The first Pride was a revolt by Black and Brown, trans and queer people against state-sanctioned racism and queerphobia. This is why police, immigration enforcement officials and any kind of oppressive institutions must not be welcomed at Pride, for the safety of Black, Brown, migratised, undocumented and queer communities.
We can clearly see how migrant, racialised and queer communities are all painted as an inherent “unassimilable” “threat” to the so-called Western way of life, and how these attacks against multiple marginalised groups have come to be a defining feature of the far-right. This can perhaps embolden us to continue to build bonds between different marginalised groups, since our struggles are all intertwined.
Borders will always exclude those not deemed worthy enough, whether they be queer, racialised, migratised or otherwise. This is why solidarity is so important. Our politics must be intersectional: single-issue politics are an injustice to all marginalised people.
At a time when the Home Secretary has bashed the left for being “ashamed of our history”, it is worthwhile remembering which histories we should be proud of: histories of resistance by marginalised groups. But it is also worth remembering the shameful parts of our history: colonialism and its homophobic legacy. There is NO Pride in that.

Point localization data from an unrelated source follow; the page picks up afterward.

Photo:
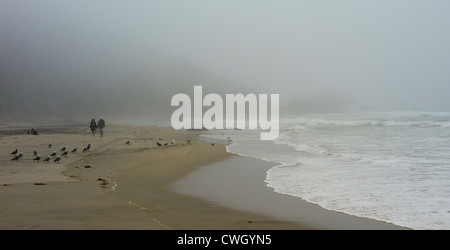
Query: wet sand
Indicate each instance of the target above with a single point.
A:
(116, 185)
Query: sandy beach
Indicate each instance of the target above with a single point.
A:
(140, 185)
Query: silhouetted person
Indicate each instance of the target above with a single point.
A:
(101, 126)
(93, 126)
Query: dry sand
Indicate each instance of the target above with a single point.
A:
(116, 185)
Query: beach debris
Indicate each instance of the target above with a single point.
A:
(33, 132)
(87, 148)
(57, 159)
(104, 181)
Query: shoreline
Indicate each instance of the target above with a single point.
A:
(118, 185)
(250, 193)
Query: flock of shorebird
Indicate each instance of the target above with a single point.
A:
(56, 157)
(64, 151)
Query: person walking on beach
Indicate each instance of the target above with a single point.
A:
(101, 126)
(93, 126)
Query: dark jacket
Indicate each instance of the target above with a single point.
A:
(101, 123)
(93, 125)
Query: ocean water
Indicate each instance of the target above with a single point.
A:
(388, 166)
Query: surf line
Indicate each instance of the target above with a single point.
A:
(213, 117)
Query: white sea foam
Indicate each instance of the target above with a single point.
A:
(392, 166)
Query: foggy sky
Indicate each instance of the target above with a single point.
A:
(387, 54)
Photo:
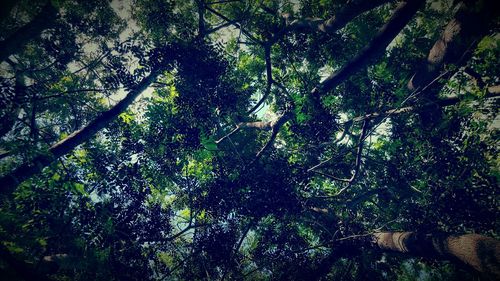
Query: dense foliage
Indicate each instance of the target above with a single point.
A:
(244, 140)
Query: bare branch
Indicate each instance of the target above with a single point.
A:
(457, 40)
(401, 16)
(275, 130)
(267, 56)
(9, 181)
(234, 23)
(350, 11)
(33, 29)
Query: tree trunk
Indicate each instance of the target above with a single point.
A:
(349, 11)
(480, 252)
(31, 30)
(402, 15)
(10, 181)
(458, 39)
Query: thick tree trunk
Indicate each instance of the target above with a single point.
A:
(480, 252)
(458, 39)
(31, 30)
(10, 181)
(402, 15)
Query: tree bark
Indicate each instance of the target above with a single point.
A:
(350, 11)
(458, 39)
(33, 29)
(493, 92)
(402, 15)
(10, 181)
(480, 252)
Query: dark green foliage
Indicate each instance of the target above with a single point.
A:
(173, 190)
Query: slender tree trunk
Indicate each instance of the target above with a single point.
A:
(10, 181)
(458, 40)
(348, 12)
(33, 29)
(480, 252)
(402, 15)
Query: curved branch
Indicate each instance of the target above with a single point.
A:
(402, 15)
(270, 81)
(480, 252)
(276, 126)
(10, 181)
(464, 31)
(33, 29)
(350, 11)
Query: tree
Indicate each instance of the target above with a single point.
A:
(249, 140)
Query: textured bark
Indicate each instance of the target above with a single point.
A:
(458, 39)
(493, 92)
(31, 30)
(10, 181)
(350, 11)
(402, 15)
(23, 269)
(480, 252)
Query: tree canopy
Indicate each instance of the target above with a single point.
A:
(249, 140)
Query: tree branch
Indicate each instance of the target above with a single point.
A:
(401, 16)
(275, 130)
(267, 56)
(493, 92)
(10, 181)
(459, 37)
(33, 29)
(350, 11)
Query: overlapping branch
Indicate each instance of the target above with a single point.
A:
(357, 164)
(33, 29)
(9, 181)
(400, 18)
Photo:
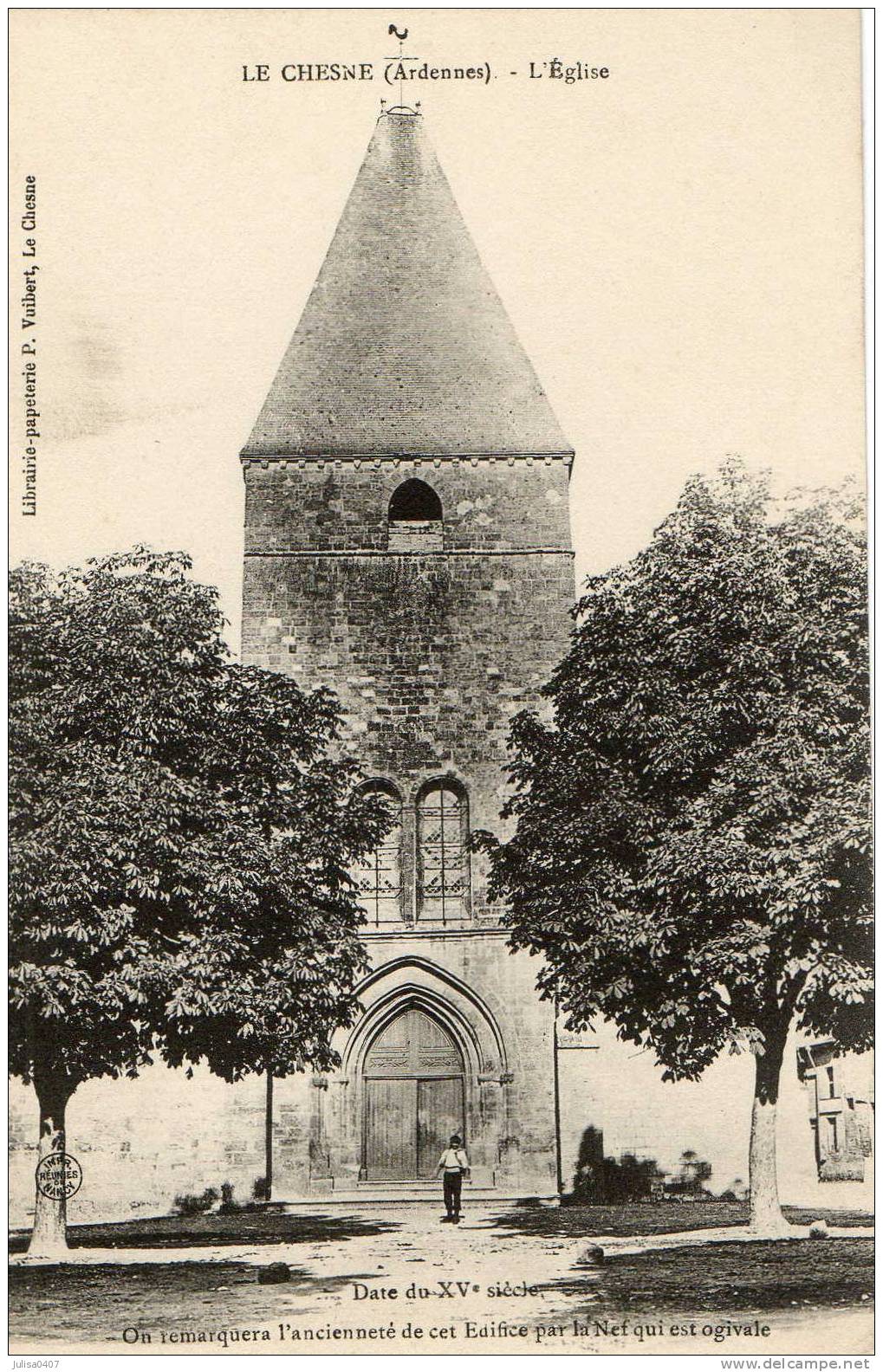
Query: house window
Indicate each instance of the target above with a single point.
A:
(415, 519)
(833, 1132)
(380, 874)
(443, 855)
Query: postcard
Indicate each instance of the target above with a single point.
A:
(439, 751)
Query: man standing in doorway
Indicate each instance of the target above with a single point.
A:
(453, 1165)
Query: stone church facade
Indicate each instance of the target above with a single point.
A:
(406, 544)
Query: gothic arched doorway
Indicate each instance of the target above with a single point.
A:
(412, 1078)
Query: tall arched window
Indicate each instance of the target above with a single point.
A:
(380, 874)
(443, 854)
(415, 519)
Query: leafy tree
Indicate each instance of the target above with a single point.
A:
(691, 841)
(181, 831)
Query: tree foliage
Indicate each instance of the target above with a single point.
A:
(691, 840)
(181, 831)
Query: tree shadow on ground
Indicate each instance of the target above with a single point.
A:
(572, 1221)
(218, 1231)
(724, 1278)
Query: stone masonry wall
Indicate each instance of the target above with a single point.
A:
(430, 655)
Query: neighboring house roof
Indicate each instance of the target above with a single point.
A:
(404, 345)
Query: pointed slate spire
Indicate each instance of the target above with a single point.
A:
(404, 345)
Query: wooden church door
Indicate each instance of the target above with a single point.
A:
(413, 1097)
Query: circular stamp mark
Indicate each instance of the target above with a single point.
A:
(58, 1175)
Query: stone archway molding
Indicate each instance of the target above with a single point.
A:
(416, 982)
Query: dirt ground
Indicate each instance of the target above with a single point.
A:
(397, 1280)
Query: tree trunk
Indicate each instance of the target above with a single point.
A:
(49, 1240)
(767, 1216)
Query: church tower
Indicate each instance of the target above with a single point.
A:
(408, 545)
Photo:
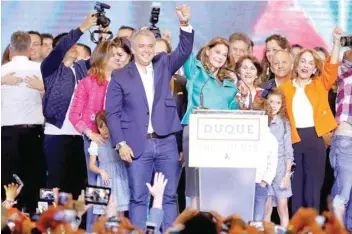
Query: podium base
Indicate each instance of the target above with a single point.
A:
(227, 191)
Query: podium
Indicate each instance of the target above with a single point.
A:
(223, 146)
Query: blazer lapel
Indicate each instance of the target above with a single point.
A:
(132, 67)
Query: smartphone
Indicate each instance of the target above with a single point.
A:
(46, 194)
(65, 215)
(207, 214)
(42, 207)
(63, 198)
(34, 216)
(97, 195)
(150, 228)
(258, 225)
(113, 222)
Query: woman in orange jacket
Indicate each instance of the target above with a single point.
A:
(310, 117)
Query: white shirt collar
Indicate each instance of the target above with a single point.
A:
(19, 58)
(148, 68)
(297, 85)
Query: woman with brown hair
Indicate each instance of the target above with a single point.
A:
(89, 97)
(248, 71)
(280, 189)
(310, 117)
(207, 86)
(272, 44)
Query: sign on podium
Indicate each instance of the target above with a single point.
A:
(224, 146)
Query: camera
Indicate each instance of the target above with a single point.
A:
(101, 18)
(154, 19)
(346, 41)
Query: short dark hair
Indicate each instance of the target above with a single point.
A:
(240, 37)
(127, 27)
(36, 33)
(46, 36)
(296, 46)
(20, 41)
(86, 48)
(58, 38)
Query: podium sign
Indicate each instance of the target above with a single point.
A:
(226, 138)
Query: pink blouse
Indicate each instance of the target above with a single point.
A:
(88, 100)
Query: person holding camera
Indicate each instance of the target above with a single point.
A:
(63, 144)
(308, 110)
(142, 117)
(341, 151)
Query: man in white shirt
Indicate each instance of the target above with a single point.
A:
(22, 121)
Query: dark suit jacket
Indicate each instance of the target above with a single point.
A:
(127, 111)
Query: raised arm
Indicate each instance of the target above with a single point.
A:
(330, 70)
(184, 48)
(79, 102)
(54, 59)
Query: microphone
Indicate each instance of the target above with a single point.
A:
(201, 101)
(18, 180)
(250, 93)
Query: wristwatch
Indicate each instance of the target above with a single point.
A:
(119, 145)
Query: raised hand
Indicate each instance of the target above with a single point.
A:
(183, 13)
(337, 34)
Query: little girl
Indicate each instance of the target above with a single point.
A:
(112, 171)
(280, 189)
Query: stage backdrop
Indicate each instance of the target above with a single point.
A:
(308, 23)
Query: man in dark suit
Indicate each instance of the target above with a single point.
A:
(142, 118)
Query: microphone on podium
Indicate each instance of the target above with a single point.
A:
(250, 93)
(201, 96)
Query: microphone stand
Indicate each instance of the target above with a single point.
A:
(250, 93)
(201, 101)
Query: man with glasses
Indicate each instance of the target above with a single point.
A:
(36, 46)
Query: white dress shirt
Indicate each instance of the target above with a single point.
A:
(302, 108)
(67, 128)
(148, 83)
(19, 103)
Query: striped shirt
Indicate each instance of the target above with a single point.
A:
(344, 93)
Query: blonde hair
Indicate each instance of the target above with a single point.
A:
(317, 62)
(222, 74)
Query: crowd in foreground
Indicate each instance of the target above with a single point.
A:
(115, 119)
(65, 217)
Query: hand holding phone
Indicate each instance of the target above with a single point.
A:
(97, 195)
(46, 194)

Racialised and migratised communities have ALWAYS been at the forefront of queer liberation. They have always resisted border violence, gentrification, police brutality and surveillance. It is imperative to remember these beautifully powerful histories of queerness, and to honour them everyday. We can do this by understanding that queerness, race and class are interconnected, and always have been. Only through intersectionality can we understand the systems of oppression that shape the way the State and society treat people seeking safety or a new life.